The Argument For Better Patient-Centered Care in Oncology

November 26, 2014
Laura Joszt

After 4 years of living with inflammatory breast cancer, Amy Berman, RN, BS, senior program officer at the John A. Hartford Foundation, said she felt fine during her speech at The American Journal of Managed Care's Patient-Centered Oncology Care meeting in Baltimore, Maryland.

Amy Berman, RN, BS

After 4 years of living with inflammatory breast cancer, Amy Berman, RN, BS, senior program officer at the John A. Hartford Foundation, said she felt fine during her speech at The American Journal of Managed Care’s Patient-Centered Oncology Care meeting in Baltimore, Maryland.

Although she has Stage IV breast cancer for a type of the disease where the survival rate to 5 years is under 20%, she works full time and continues to have a busy social life.

“And the reason why I am doing well, in part, is because the care is matching my goals and my values,” Ms Berman explained.

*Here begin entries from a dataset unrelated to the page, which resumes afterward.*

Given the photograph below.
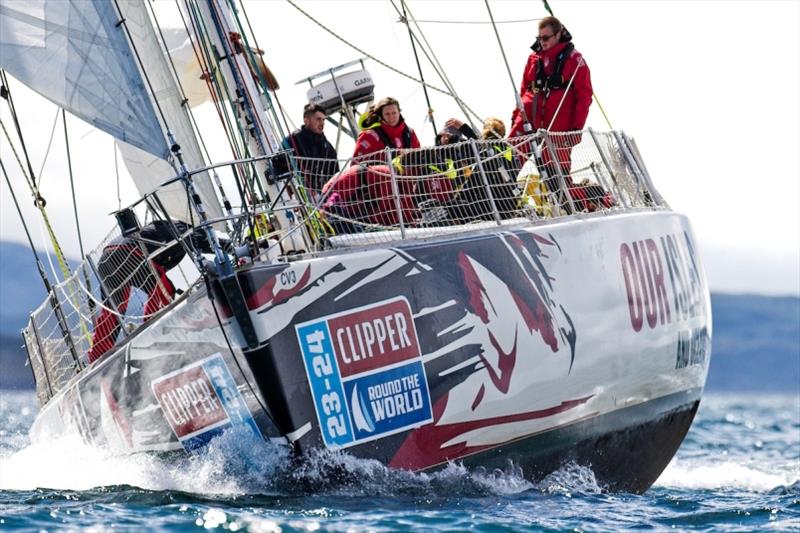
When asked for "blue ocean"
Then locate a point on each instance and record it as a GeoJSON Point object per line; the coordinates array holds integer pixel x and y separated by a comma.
{"type": "Point", "coordinates": [737, 470]}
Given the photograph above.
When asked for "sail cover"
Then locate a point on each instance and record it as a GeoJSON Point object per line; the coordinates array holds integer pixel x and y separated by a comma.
{"type": "Point", "coordinates": [76, 55]}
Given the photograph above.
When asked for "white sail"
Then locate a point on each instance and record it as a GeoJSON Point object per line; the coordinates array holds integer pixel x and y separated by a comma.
{"type": "Point", "coordinates": [149, 172]}
{"type": "Point", "coordinates": [76, 55]}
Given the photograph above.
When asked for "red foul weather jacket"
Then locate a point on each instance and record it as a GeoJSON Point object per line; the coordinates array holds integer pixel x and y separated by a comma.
{"type": "Point", "coordinates": [370, 141]}
{"type": "Point", "coordinates": [574, 110]}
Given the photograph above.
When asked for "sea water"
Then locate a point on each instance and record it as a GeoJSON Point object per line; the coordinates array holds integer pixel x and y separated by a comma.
{"type": "Point", "coordinates": [737, 470]}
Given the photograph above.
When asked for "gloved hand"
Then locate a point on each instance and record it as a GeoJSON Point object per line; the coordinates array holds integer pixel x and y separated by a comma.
{"type": "Point", "coordinates": [432, 213]}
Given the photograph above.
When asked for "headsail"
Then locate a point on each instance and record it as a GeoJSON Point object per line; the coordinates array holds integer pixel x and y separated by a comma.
{"type": "Point", "coordinates": [76, 55]}
{"type": "Point", "coordinates": [149, 172]}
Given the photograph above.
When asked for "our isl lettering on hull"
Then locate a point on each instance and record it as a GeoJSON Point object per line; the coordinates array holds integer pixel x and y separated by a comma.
{"type": "Point", "coordinates": [648, 268]}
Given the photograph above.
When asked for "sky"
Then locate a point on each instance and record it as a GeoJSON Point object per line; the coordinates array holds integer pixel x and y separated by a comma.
{"type": "Point", "coordinates": [709, 90]}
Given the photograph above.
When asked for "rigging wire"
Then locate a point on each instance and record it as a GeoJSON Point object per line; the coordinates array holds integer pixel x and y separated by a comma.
{"type": "Point", "coordinates": [39, 266]}
{"type": "Point", "coordinates": [275, 93]}
{"type": "Point", "coordinates": [39, 201]}
{"type": "Point", "coordinates": [122, 22]}
{"type": "Point", "coordinates": [517, 21]}
{"type": "Point", "coordinates": [441, 71]}
{"type": "Point", "coordinates": [116, 173]}
{"type": "Point", "coordinates": [594, 94]}
{"type": "Point", "coordinates": [187, 107]}
{"type": "Point", "coordinates": [375, 59]}
{"type": "Point", "coordinates": [75, 206]}
{"type": "Point", "coordinates": [419, 67]}
{"type": "Point", "coordinates": [72, 183]}
{"type": "Point", "coordinates": [49, 144]}
{"type": "Point", "coordinates": [517, 97]}
{"type": "Point", "coordinates": [5, 92]}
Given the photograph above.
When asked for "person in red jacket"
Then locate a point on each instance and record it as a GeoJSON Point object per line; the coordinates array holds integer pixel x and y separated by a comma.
{"type": "Point", "coordinates": [383, 127]}
{"type": "Point", "coordinates": [556, 90]}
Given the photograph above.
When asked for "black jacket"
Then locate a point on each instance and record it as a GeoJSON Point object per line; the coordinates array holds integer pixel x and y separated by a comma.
{"type": "Point", "coordinates": [306, 143]}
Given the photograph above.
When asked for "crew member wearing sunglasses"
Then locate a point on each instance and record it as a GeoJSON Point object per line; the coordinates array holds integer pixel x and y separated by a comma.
{"type": "Point", "coordinates": [556, 90]}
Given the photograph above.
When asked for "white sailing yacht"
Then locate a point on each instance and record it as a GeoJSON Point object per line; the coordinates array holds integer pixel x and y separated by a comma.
{"type": "Point", "coordinates": [448, 314]}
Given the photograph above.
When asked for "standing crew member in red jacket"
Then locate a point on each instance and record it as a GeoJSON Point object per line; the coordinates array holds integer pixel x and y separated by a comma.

While some patients may choose aggressive, costly treatment to the end, she went a different route and decided against a mastectomy and aggressive treatments. Instead, her priority was quality of life. And evidence suggests that her decision will actually make her live longer, she said.

“I’m the walking Triple Aim,” Ms Berman said. “I have better health, I have better care, and I have significantly lower costs.”

In fact, she estimates that she has probably saved approximately $1 million over the past 4 years. The important thing is that her care team has supported her decision and understood what she wanted to get out of her life, Ms Berman explained.

Unfortunately, these are not decisions that most people ever discuss with their providers. Of the 2 oncologists she saw, one was in line with her plan for quality of life, while the other wanted to start the aggressive treatments that she felt would “drive me into the ground.”

Ms Berman called her choice of care the “Niagara Falls trajectory,” wherein she would experience a lot of good days and would get dropped off the cliff at the end. The path of aggressive treatments would do the opposite: drop her off the cliff at the beginning and float her out to the same endpoint.

She decided to forgo the aggressive treatments because she wanted to maximize the good days while minimizing the bad ones. And she has. Over the last 4 years, Ms Berman has jet skied out to Liberty Island and ridden camels in the Jordanian desert.

“The only thing we know in life is where we start and where we end,” she said. “This is the same for everybody. But I had values that said this is the trajectory I am trying to aim for.”